The green house is located in the courtyard where most of the plants take off. Although it hasn’t been as active in recent years, it’s really taken off this spring. 

“We are just trying to get the green house up and going so it’s been a bit of a personal project but I’ve been blessed with students who are interested in learning and helping out getting plants started. We’ve really been working out there this last term because it used to just be more of storage and dirty work,” Arnold said.

Providing for others is one of the main goals of the Ecology Club. Although it may start with a small seed, the results go a long way. 

“We plan on improving the space in the greenhouse so that we can grow more plants themselves so we want to produce food that we can potentially fundraise for but mostly encourage healthy habits. We can supply the Nest and teachers and students who are interested and just some sort of system where we can supply fresh greens and vegetables. Our goal is to just keep expanding.”

The club also recently put on a plant sale in the greenhouse for any students or teachers interested. Different vegetables and plants were sold to raise money for the cultural diversity club’s trip to Washington D.C. next year.

“Our recent plant sale actually went really well and I’m surprised by how many teachers came. There weren’t as many students just because it’s the end of the day and everyone is ready to go home but the adults still bought a lot of plants. We have redfields, Japanese tomatoes, and we also have cherry tomatoes. Those were the ones that sold out really quickly,” freshman Sydney Shaffer said.

Joining the club comes with not only the experience, but also a great start to a resume.
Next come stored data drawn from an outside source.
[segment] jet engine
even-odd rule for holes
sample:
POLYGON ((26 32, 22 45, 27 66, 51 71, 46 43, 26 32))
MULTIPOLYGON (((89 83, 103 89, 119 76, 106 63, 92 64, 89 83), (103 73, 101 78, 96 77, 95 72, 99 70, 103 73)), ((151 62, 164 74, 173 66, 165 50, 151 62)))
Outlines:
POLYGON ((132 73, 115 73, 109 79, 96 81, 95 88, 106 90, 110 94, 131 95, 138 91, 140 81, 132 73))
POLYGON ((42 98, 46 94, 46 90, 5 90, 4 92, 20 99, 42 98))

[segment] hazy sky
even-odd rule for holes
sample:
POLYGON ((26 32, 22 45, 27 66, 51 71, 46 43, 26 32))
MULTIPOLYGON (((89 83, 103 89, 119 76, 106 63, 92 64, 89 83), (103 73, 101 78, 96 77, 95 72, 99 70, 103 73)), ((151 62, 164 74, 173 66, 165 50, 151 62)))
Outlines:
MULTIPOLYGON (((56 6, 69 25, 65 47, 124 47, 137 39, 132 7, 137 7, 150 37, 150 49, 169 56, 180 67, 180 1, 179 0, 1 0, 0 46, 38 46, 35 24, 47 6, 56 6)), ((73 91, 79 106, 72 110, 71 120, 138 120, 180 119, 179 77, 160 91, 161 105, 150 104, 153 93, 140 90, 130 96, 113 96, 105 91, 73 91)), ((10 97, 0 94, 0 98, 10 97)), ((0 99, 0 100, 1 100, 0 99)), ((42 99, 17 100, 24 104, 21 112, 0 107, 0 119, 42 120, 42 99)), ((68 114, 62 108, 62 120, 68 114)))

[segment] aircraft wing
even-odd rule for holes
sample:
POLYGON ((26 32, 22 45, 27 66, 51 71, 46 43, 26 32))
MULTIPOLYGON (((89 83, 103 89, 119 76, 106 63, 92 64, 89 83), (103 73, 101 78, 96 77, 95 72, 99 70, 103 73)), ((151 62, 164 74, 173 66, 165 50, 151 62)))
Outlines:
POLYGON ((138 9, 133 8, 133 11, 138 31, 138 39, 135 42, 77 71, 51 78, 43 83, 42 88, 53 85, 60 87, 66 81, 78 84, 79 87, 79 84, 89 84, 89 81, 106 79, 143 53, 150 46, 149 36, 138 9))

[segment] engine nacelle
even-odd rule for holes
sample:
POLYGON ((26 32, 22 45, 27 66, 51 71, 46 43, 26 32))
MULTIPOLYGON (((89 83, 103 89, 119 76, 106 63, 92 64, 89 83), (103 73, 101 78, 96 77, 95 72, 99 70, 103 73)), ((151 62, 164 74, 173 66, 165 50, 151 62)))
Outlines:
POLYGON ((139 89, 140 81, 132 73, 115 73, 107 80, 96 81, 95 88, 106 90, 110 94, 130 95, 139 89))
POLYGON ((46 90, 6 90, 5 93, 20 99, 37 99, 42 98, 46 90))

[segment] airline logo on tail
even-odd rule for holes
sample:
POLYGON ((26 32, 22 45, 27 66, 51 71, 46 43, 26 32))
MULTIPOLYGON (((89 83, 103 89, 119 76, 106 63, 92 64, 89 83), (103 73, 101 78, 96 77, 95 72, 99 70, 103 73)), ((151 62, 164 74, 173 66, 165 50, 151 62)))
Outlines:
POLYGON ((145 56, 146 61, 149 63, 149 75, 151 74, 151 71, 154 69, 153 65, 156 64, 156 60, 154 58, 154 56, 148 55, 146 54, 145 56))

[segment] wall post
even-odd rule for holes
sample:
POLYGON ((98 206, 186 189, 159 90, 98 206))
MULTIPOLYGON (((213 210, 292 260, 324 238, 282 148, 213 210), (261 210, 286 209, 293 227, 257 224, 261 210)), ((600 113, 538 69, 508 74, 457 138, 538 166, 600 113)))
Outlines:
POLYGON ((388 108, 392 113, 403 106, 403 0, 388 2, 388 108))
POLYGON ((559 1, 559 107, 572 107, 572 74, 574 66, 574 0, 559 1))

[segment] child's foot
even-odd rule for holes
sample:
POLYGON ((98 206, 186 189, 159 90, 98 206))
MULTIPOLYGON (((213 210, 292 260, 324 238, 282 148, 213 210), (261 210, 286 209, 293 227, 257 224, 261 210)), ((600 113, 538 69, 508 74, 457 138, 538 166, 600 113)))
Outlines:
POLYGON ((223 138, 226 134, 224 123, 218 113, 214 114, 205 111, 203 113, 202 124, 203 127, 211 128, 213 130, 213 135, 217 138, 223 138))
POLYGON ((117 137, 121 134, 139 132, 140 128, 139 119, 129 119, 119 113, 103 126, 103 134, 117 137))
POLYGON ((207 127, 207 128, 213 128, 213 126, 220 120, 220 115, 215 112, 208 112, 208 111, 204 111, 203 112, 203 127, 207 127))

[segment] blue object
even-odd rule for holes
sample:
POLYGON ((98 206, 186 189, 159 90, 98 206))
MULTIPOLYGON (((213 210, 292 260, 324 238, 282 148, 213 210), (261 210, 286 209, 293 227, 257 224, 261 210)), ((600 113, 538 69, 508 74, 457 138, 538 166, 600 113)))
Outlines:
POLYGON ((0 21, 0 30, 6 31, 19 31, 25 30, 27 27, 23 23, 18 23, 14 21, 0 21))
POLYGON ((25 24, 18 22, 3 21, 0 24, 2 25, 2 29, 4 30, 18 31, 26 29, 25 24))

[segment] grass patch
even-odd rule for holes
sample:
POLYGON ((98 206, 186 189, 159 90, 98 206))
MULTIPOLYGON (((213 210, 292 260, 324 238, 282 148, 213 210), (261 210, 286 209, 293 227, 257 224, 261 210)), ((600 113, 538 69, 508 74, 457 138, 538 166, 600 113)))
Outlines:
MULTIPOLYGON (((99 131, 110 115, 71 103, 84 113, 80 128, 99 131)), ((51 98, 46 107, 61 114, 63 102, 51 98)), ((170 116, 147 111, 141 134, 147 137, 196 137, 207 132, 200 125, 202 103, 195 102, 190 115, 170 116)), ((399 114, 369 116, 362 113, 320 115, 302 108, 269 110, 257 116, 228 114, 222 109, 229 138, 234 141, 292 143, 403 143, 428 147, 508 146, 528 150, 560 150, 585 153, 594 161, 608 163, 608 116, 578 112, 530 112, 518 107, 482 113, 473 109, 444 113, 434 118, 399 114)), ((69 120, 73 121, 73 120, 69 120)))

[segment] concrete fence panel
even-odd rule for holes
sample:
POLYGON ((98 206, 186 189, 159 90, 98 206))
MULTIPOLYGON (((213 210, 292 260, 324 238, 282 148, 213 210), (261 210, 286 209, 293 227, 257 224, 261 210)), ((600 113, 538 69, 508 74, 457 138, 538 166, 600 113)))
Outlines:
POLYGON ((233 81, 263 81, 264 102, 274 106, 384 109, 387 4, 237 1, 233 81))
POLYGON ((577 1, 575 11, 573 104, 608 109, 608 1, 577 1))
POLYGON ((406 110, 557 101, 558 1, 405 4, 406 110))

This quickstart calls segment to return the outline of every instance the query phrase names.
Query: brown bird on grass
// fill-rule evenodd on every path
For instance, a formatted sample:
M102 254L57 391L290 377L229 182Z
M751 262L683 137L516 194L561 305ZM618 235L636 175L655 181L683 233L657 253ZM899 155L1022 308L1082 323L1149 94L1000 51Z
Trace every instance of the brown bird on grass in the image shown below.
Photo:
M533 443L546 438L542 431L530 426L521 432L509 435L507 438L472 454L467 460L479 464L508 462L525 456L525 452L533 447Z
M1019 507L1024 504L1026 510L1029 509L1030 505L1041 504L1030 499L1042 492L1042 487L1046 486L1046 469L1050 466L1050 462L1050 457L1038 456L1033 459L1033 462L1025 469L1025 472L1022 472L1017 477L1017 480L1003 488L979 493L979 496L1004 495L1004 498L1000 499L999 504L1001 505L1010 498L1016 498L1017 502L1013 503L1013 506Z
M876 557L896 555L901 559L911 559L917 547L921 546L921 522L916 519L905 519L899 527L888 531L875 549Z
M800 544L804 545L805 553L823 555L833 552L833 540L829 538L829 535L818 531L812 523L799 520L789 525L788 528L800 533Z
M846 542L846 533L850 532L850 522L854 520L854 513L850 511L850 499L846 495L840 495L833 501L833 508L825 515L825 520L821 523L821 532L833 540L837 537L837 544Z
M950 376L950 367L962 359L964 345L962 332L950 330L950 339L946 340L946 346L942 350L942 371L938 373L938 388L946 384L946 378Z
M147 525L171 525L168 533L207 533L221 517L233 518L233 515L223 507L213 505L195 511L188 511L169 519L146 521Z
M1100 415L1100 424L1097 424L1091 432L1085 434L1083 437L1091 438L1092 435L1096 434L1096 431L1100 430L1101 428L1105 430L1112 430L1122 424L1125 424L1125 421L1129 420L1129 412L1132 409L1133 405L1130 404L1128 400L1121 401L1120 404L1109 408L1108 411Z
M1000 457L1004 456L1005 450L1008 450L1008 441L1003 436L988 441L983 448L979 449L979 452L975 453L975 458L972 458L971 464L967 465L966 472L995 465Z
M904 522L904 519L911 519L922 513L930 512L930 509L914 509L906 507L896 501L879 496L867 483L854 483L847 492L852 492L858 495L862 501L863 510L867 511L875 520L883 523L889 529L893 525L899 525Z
The ecology club provides for others while also providing fascinating information about different types of plants.

“I recommend students to join because it’s with such an amazing teacher, and everyone in the club is so inclusive and nice and so willing to start a conversation. Some benefits are really just learning how to grow and plant and learning the appropriate growing means for every different plant. It really has opened my eyes to not just plants, but that humans are like plants. We all need different means or resources to grow to our full potential,” Williams said.